Plano de Saúde: Vínculo entre médico e paciente não obriga custeio fora da rede credenciada sem risco comprovado.
Terapia para TEA: Plano de saúde não pode limitar sessões de terapia multidisciplinar.
Capital de Giro: Contrato de capital de giro não caracteriza relação de consumo.
Ataque de Pitbulls: Tutor responde por danos causados por cães em via pública.
Alta Hospitalar: Alta indevida de recém-nascido em situação de urgência caracteriza falha na prestação do serviço.
Ofensas em Redes Sociais: Mensagens ofensivas geram direito à indenização por dano moral.
DIREITO PÚBLICO
Autuação Ambiental: Dupla punição por autuações ambientais federal e estadual é nula.
Ação Ambiental: Averbação na matrícula do imóvel não configura constrição patrimonial.
Concurso Público: Lei municipal não pode proibir cadastro de reserva por iniciativa parlamentar.
Taxa Selic: Aplicação da Selic contra a Fazenda Pública dispensa lei estadual.
Insalubridade: Adicional vinculado ao salário-mínimo é inconstitucional.
Esporte: Lei que proíbe participação de pessoas trans em competições é inconstitucional.

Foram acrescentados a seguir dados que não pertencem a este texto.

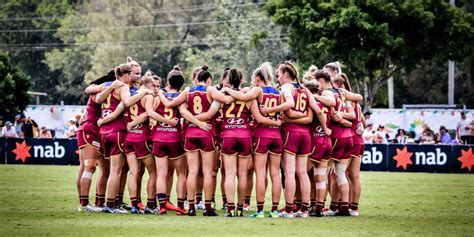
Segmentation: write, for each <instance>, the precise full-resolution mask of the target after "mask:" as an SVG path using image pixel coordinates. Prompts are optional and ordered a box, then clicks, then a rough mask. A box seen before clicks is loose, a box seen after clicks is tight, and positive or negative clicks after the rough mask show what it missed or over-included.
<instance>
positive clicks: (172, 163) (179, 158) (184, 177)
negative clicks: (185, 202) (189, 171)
mask: <svg viewBox="0 0 474 237" xmlns="http://www.w3.org/2000/svg"><path fill="white" fill-rule="evenodd" d="M171 163H172V166H174V168H175V169H176V176H178V180H177V182H176V193H177V196H178V207H177V208H176V215H179V216H181V215H186V214H187V212H186V210H185V209H184V200H185V195H186V175H187V171H188V166H187V162H186V157H184V156H183V155H181V156H179V157H177V158H175V159H172V160H171Z"/></svg>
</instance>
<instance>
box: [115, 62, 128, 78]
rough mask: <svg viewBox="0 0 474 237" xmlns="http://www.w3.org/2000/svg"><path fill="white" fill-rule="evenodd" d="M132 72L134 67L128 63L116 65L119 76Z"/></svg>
mask: <svg viewBox="0 0 474 237" xmlns="http://www.w3.org/2000/svg"><path fill="white" fill-rule="evenodd" d="M130 72H132V67H130V65H129V64H128V63H124V64H120V65H119V66H117V67H115V75H116V77H117V78H118V77H121V76H123V75H125V74H129V73H130Z"/></svg>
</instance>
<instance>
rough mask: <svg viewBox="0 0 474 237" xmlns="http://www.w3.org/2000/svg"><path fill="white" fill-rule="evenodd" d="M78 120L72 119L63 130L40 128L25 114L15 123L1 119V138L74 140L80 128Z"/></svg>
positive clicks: (31, 119) (43, 126) (69, 121)
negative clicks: (27, 116)
mask: <svg viewBox="0 0 474 237" xmlns="http://www.w3.org/2000/svg"><path fill="white" fill-rule="evenodd" d="M79 119H80V116H79V117H78V118H70V119H69V121H68V122H67V125H66V126H65V127H63V128H55V129H48V128H47V127H46V126H41V128H40V127H39V125H38V123H36V121H35V120H33V119H31V118H30V117H26V116H25V115H24V114H18V115H16V116H15V121H14V123H12V122H10V121H6V122H5V123H3V119H2V118H0V137H7V138H41V139H51V138H74V137H76V133H77V129H78V126H79Z"/></svg>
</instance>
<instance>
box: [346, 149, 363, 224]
mask: <svg viewBox="0 0 474 237" xmlns="http://www.w3.org/2000/svg"><path fill="white" fill-rule="evenodd" d="M360 159H361V157H360V156H358V155H353V156H352V159H351V162H350V164H349V167H348V169H347V175H348V176H349V180H350V187H351V189H350V191H351V192H350V201H351V205H350V206H351V210H350V212H351V215H353V216H358V215H359V199H360V193H361V190H362V188H361V184H360Z"/></svg>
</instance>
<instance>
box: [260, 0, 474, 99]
mask: <svg viewBox="0 0 474 237" xmlns="http://www.w3.org/2000/svg"><path fill="white" fill-rule="evenodd" d="M266 7H267V13H268V14H269V15H270V16H272V18H273V19H274V21H275V22H276V23H278V24H281V25H285V26H288V27H289V32H290V46H291V50H292V52H293V53H294V54H295V57H296V58H297V60H299V61H300V63H301V64H302V65H304V66H307V65H309V64H317V65H321V66H322V65H324V64H325V63H327V62H330V61H340V62H341V63H342V64H343V65H344V66H345V67H344V68H343V71H344V72H345V73H347V74H348V76H349V78H352V79H353V80H352V81H354V80H355V82H356V83H355V86H354V88H355V89H356V90H358V91H359V92H361V93H362V94H363V95H364V102H365V106H366V107H370V106H371V105H372V104H373V100H374V98H375V94H376V93H377V90H378V89H379V88H380V86H381V85H382V84H383V83H385V82H386V81H387V80H388V78H390V77H391V76H393V75H394V73H396V72H398V71H400V70H401V69H405V70H406V71H411V69H412V68H414V67H415V66H416V65H417V64H419V63H420V62H423V61H430V60H433V59H437V60H445V61H447V60H448V59H454V60H459V59H463V58H466V57H468V56H470V55H472V54H473V51H474V44H472V42H474V27H473V23H474V17H473V16H472V14H470V13H467V12H466V11H464V10H463V9H460V8H454V7H452V6H450V5H449V4H448V3H446V2H443V1H435V0H415V1H413V0H405V1H379V0H368V1H345V0H332V1H310V2H307V1H279V0H274V1H270V2H269V3H268V4H267V6H266ZM353 84H354V82H353Z"/></svg>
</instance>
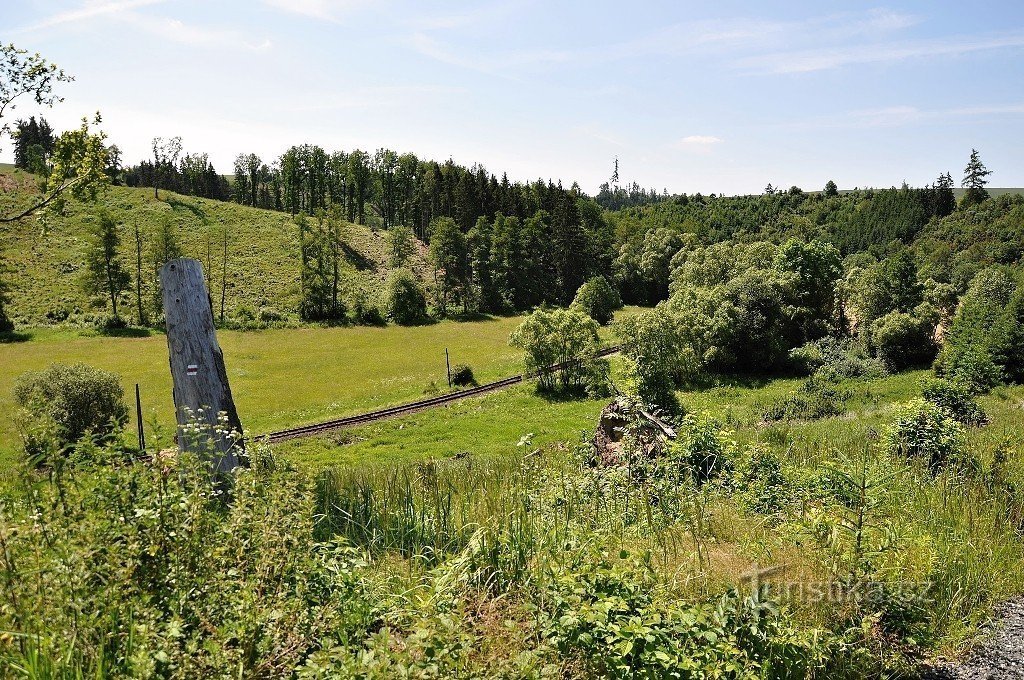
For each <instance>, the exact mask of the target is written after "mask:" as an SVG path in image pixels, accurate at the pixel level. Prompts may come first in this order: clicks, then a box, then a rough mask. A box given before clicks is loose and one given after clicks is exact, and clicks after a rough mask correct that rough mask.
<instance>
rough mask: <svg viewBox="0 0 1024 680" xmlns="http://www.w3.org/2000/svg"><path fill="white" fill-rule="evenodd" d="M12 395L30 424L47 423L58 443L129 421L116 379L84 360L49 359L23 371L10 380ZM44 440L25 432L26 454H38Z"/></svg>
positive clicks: (112, 427)
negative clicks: (45, 369)
mask: <svg viewBox="0 0 1024 680" xmlns="http://www.w3.org/2000/svg"><path fill="white" fill-rule="evenodd" d="M14 400H15V401H16V402H17V405H18V406H20V407H22V408H23V409H24V410H25V412H26V413H27V414H28V416H29V421H30V429H36V430H37V431H38V428H39V426H40V425H41V424H49V425H52V432H53V435H54V436H55V439H56V443H57V444H58V445H60V447H67V445H68V444H72V443H75V442H76V441H78V440H79V439H81V438H82V437H83V436H85V435H86V434H92V435H96V436H99V437H106V436H109V435H111V434H112V433H114V432H115V431H117V430H118V429H120V428H121V427H123V426H124V424H125V422H127V420H128V408H127V407H126V406H125V402H124V388H122V387H121V378H120V377H119V376H118V375H117V374H114V373H109V372H106V371H102V370H100V369H94V368H92V367H90V366H86V365H84V364H76V365H74V366H65V365H62V364H54V365H52V366H50V367H49V368H48V369H46V370H44V371H39V372H30V373H25V374H23V375H22V376H20V377H19V378H18V379H17V381H16V382H15V384H14ZM44 429H45V427H44ZM45 444H46V442H45V441H41V440H39V438H38V437H35V436H27V437H26V451H27V452H28V453H29V454H30V455H37V454H40V453H42V448H43V447H45Z"/></svg>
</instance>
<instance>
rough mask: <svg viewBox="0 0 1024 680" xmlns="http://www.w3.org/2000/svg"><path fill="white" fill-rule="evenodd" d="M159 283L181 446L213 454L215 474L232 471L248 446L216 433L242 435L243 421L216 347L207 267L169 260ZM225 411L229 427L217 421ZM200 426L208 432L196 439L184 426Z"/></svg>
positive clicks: (225, 435)
mask: <svg viewBox="0 0 1024 680" xmlns="http://www.w3.org/2000/svg"><path fill="white" fill-rule="evenodd" d="M160 284H161V286H162V287H163V289H164V315H165V317H166V320H167V349H168V353H169V354H170V362H171V377H172V378H173V380H174V410H175V413H176V414H177V421H178V445H179V447H180V448H181V450H182V451H194V452H197V453H200V454H212V460H211V465H212V468H213V470H214V472H217V473H223V472H229V471H230V470H233V469H234V468H236V467H238V466H239V457H240V454H243V453H244V451H245V450H244V445H243V442H242V440H241V438H239V439H234V438H231V437H230V436H227V434H226V433H225V432H219V433H218V431H217V430H218V428H220V427H221V426H222V425H224V426H226V428H227V430H228V431H234V432H238V433H239V434H241V433H242V423H241V422H240V421H239V414H238V411H236V409H234V400H233V399H232V398H231V388H230V387H229V386H228V384H227V370H226V369H225V368H224V354H223V352H222V351H221V350H220V345H219V344H217V334H216V330H215V328H214V324H213V309H212V307H211V306H210V295H209V293H208V292H207V289H206V282H205V280H204V278H203V265H202V264H200V262H199V261H197V260H193V259H185V258H181V259H174V260H170V261H169V262H167V263H166V264H164V266H163V267H161V269H160ZM221 413H224V414H226V416H227V422H226V423H220V422H219V421H218V414H221ZM197 423H198V424H203V425H208V426H209V427H210V432H209V434H206V433H204V434H203V435H202V436H201V437H196V436H195V435H189V432H188V431H187V428H183V427H182V426H184V425H194V424H197ZM207 436H212V439H213V443H214V448H215V451H213V452H211V451H209V449H210V447H209V443H208V439H207Z"/></svg>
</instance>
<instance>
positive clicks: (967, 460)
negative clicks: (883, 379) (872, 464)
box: [883, 399, 969, 472]
mask: <svg viewBox="0 0 1024 680" xmlns="http://www.w3.org/2000/svg"><path fill="white" fill-rule="evenodd" d="M883 441H884V445H885V449H886V451H887V452H888V453H889V454H891V455H893V456H899V457H902V458H906V459H909V460H914V461H921V462H923V463H925V465H927V466H928V469H929V470H931V471H932V472H938V471H939V470H941V469H942V468H944V467H946V466H947V465H959V464H964V463H968V462H969V459H968V457H967V453H966V451H965V449H964V443H965V442H964V427H963V426H962V425H961V424H959V423H958V422H957V421H956V419H955V418H953V416H952V415H951V414H950V413H949V412H948V411H946V410H945V409H943V408H942V407H938V406H936V405H934V403H932V402H931V401H926V400H925V399H916V400H914V401H911V402H910V403H907V405H906V406H905V407H903V409H902V410H901V411H900V412H899V413H898V415H897V417H896V420H895V421H894V422H893V423H892V424H891V425H890V426H889V427H888V429H887V430H886V433H885V436H884V439H883Z"/></svg>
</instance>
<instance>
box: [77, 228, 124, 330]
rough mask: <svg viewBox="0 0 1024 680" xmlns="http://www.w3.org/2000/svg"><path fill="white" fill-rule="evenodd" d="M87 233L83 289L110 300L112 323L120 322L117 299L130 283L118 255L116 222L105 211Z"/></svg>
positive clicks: (119, 316)
mask: <svg viewBox="0 0 1024 680" xmlns="http://www.w3.org/2000/svg"><path fill="white" fill-rule="evenodd" d="M90 231H91V233H90V240H89V245H88V248H87V250H86V267H87V269H86V279H85V287H86V290H87V291H88V292H89V293H92V294H97V293H104V294H105V295H106V296H108V298H109V299H110V301H111V307H112V309H113V312H114V321H115V322H120V321H121V316H120V314H119V313H118V300H119V299H120V297H121V294H122V293H123V292H124V290H125V289H126V288H128V285H129V284H130V283H131V277H129V275H128V271H126V270H125V268H124V263H123V262H122V261H121V258H120V257H119V256H118V248H119V247H120V245H121V237H120V236H119V235H118V222H117V220H116V219H114V217H113V216H112V215H111V214H110V213H109V212H106V211H103V212H101V213H99V216H98V219H97V220H96V222H95V224H93V225H91V228H90Z"/></svg>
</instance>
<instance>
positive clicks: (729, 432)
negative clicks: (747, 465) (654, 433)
mask: <svg viewBox="0 0 1024 680" xmlns="http://www.w3.org/2000/svg"><path fill="white" fill-rule="evenodd" d="M732 437H733V433H732V432H730V431H728V430H723V429H721V428H720V426H719V424H718V423H717V422H715V420H713V419H712V418H711V417H710V416H709V415H708V414H686V415H685V416H683V418H682V420H681V421H680V424H679V427H677V428H676V438H675V440H673V441H672V442H671V443H670V444H669V452H668V455H667V457H666V460H665V465H666V466H667V467H668V468H669V469H672V470H677V471H678V472H679V473H682V477H683V478H687V477H688V478H690V479H692V480H693V481H695V482H696V483H698V484H703V483H707V482H709V481H714V480H716V479H718V478H719V477H721V476H723V475H726V474H728V473H730V472H731V471H732V469H733V467H734V466H735V459H736V456H737V447H736V442H735V440H734V439H733V438H732ZM673 476H676V475H673ZM676 478H679V477H678V476H677V477H676Z"/></svg>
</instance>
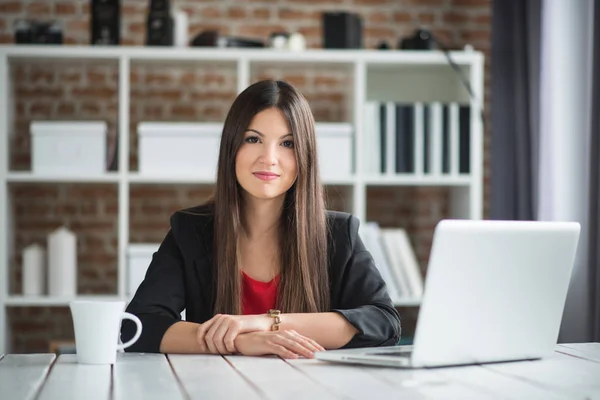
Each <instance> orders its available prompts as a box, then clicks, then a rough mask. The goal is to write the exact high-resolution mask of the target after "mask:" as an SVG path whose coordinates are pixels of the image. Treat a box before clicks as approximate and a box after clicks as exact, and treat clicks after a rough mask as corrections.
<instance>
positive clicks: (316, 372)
mask: <svg viewBox="0 0 600 400" xmlns="http://www.w3.org/2000/svg"><path fill="white" fill-rule="evenodd" d="M287 362H288V363H290V364H291V365H293V366H294V367H295V368H298V369H299V370H300V371H302V372H304V373H305V374H307V376H309V377H310V378H311V379H312V380H314V381H316V382H318V383H319V384H320V385H322V386H325V387H327V388H328V389H329V390H331V391H333V392H334V393H336V394H337V395H340V396H343V397H347V398H352V399H365V398H399V397H400V396H401V395H406V396H407V398H410V399H433V398H435V399H485V398H491V396H487V397H486V395H485V394H484V393H481V392H479V391H477V390H473V389H471V388H468V387H465V386H463V385H461V384H457V383H454V382H451V381H449V380H448V379H444V378H443V377H442V378H441V377H440V375H439V374H438V373H437V372H435V371H433V370H405V369H397V368H384V367H369V366H358V365H348V364H335V363H329V362H323V361H318V360H302V359H301V360H287ZM384 396H385V397H384Z"/></svg>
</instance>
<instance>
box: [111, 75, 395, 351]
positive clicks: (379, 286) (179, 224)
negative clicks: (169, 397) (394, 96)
mask: <svg viewBox="0 0 600 400" xmlns="http://www.w3.org/2000/svg"><path fill="white" fill-rule="evenodd" d="M358 225H359V223H358V220H357V219H356V218H355V217H353V216H351V215H349V214H346V213H340V212H327V211H326V210H325V208H324V200H323V189H322V186H321V183H320V178H319V169H318V163H317V144H316V138H315V131H314V119H313V116H312V113H311V111H310V108H309V106H308V103H307V102H306V100H305V99H304V97H303V96H302V95H301V94H300V93H299V92H298V91H297V90H296V89H295V88H294V87H292V86H291V85H289V84H287V83H285V82H282V81H270V80H269V81H262V82H258V83H255V84H253V85H251V86H250V87H248V88H247V89H246V90H244V91H243V92H242V93H240V94H239V96H238V97H237V98H236V99H235V101H234V103H233V105H232V107H231V110H230V111H229V113H228V115H227V118H226V119H225V124H224V127H223V135H222V139H221V146H220V152H219V161H218V172H217V182H216V191H215V194H214V196H213V199H212V200H210V201H209V202H208V203H206V204H204V205H202V206H199V207H195V208H192V209H187V210H182V211H179V212H176V213H175V214H174V215H173V216H172V217H171V229H170V231H169V232H168V233H167V235H166V237H165V239H164V241H163V242H162V244H161V246H160V248H159V250H158V251H157V252H156V253H155V254H154V257H153V259H152V262H151V264H150V266H149V268H148V271H147V273H146V277H145V279H144V281H143V282H142V283H141V285H140V287H139V288H138V290H137V292H136V294H135V296H134V298H133V299H132V301H131V303H130V304H129V306H128V307H127V311H128V312H130V313H133V314H135V315H137V316H138V317H139V318H140V320H141V321H142V324H143V332H142V335H141V337H140V339H139V340H138V341H137V342H136V343H135V344H134V345H133V346H131V347H130V348H128V351H139V352H161V353H212V354H232V353H241V354H244V355H264V354H276V355H279V356H281V357H286V358H296V357H298V356H304V357H312V356H313V353H314V352H315V351H322V350H324V349H335V348H341V347H359V346H381V345H394V344H396V343H397V342H398V340H399V338H400V318H399V315H398V313H397V311H396V310H395V309H394V307H393V305H392V302H391V300H390V297H389V296H388V294H387V291H386V288H385V283H384V281H383V280H382V278H381V276H380V275H379V273H378V271H377V269H376V267H375V265H374V263H373V259H372V258H371V255H370V254H369V252H368V251H367V250H366V249H365V247H364V245H363V243H362V241H361V240H360V238H359V236H358ZM183 309H185V310H186V319H187V321H181V320H180V319H181V318H180V313H181V311H182V310H183ZM134 331H135V329H134V326H133V324H131V323H129V322H128V321H125V322H124V323H123V328H122V340H123V341H125V340H128V339H129V338H131V337H132V336H133V333H134Z"/></svg>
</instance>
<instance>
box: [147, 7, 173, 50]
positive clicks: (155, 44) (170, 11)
mask: <svg viewBox="0 0 600 400" xmlns="http://www.w3.org/2000/svg"><path fill="white" fill-rule="evenodd" d="M146 45H148V46H172V45H173V17H172V15H171V2H170V1H169V0H150V5H149V6H148V17H147V21H146Z"/></svg>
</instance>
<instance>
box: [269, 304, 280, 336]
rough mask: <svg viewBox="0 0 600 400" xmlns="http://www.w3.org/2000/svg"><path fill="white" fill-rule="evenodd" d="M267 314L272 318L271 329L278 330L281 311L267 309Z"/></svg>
mask: <svg viewBox="0 0 600 400" xmlns="http://www.w3.org/2000/svg"><path fill="white" fill-rule="evenodd" d="M267 315H268V316H269V317H272V318H273V319H274V321H273V325H271V330H272V331H278V330H279V327H280V325H281V311H279V310H272V309H271V310H269V311H267Z"/></svg>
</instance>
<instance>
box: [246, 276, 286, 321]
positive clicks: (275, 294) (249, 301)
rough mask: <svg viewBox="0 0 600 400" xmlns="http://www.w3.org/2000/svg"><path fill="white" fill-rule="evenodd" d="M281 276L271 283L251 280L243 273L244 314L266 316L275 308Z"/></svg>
mask: <svg viewBox="0 0 600 400" xmlns="http://www.w3.org/2000/svg"><path fill="white" fill-rule="evenodd" d="M278 284H279V275H277V276H276V277H275V278H274V279H273V280H272V281H270V282H261V281H257V280H255V279H252V278H250V277H249V276H248V275H246V274H245V273H244V272H243V271H242V314H244V315H249V314H266V313H267V311H269V310H270V309H272V308H275V303H276V302H277V286H278Z"/></svg>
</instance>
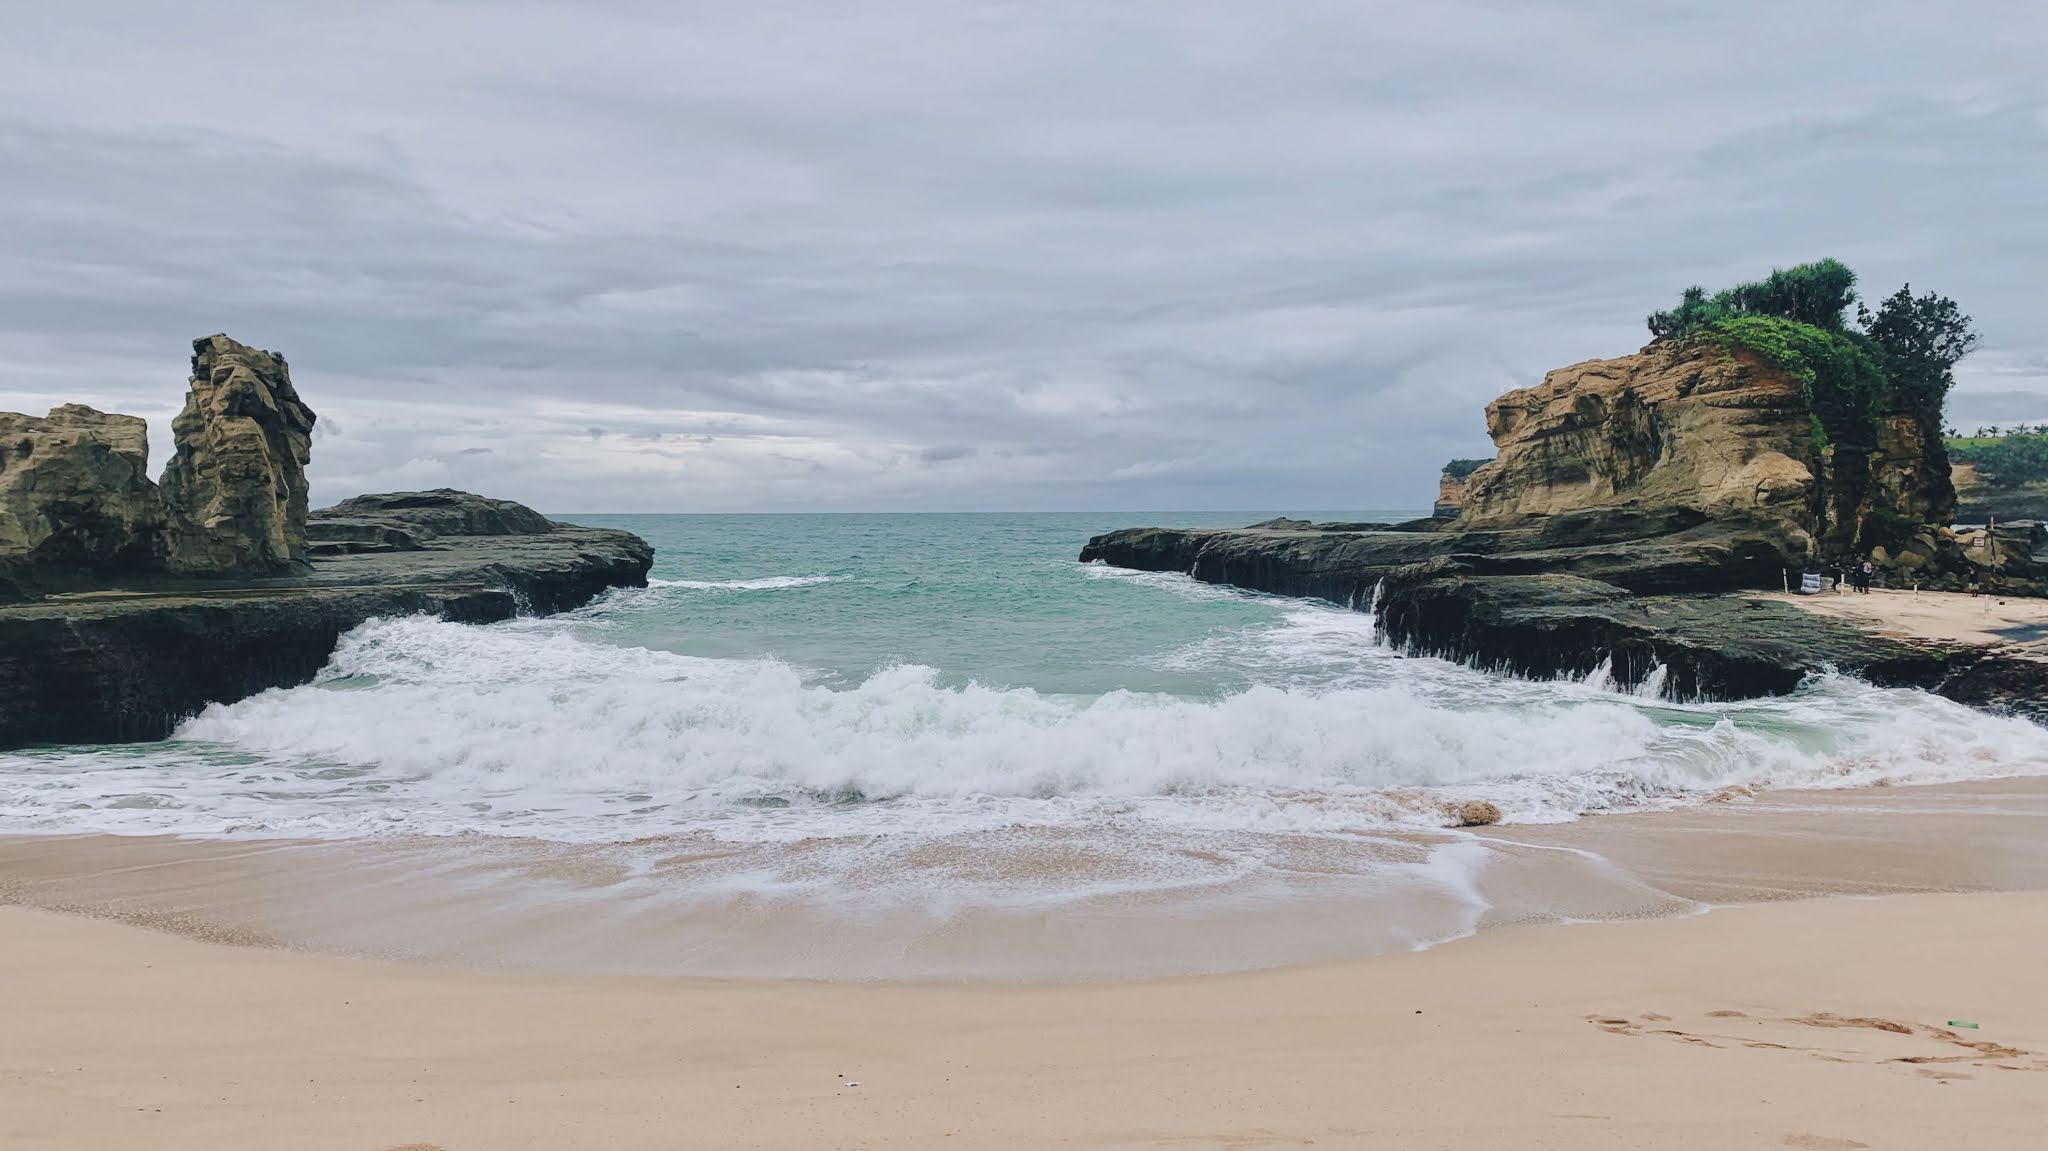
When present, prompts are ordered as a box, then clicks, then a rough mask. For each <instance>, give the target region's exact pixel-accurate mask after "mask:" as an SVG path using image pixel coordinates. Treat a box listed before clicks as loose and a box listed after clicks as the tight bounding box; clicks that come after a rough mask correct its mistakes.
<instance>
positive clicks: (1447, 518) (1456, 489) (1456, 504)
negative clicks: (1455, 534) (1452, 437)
mask: <svg viewBox="0 0 2048 1151" xmlns="http://www.w3.org/2000/svg"><path fill="white" fill-rule="evenodd" d="M1485 463H1487V461H1483V459H1454V461H1450V463H1446V465H1444V471H1442V473H1438V477H1436V506H1434V508H1430V516H1432V518H1438V520H1456V518H1458V514H1460V512H1464V485H1466V483H1468V481H1470V479H1473V473H1475V471H1479V467H1481V465H1485Z"/></svg>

Emendas Parlamentares: Lei que amplia a transparência na divulgação de emendas é válida.
DIREITO CRIMINAL
Monitoramento Eletrônico: Uso de tornozeleira sem recolhimento domiciliar não gera detração penal.
Segredo de Justiça: Terceiro atingido por bloqueio patrimonial pode acessar os autos.
Prazo Recursal: Expediente reduzido na Quarta-feira de Cinza não afasta a intempestividade do recurso.
Prisão Preventiva: Cultivo doméstico de cannabis em pequena escala pode afastar a prisão preventiva.
Juiz Natural: Julgamento em mutirão judiciário não viola o princípio do juiz natural.
Lei Henry Borel: Tortura contra criança pode justificar prisão preventiva.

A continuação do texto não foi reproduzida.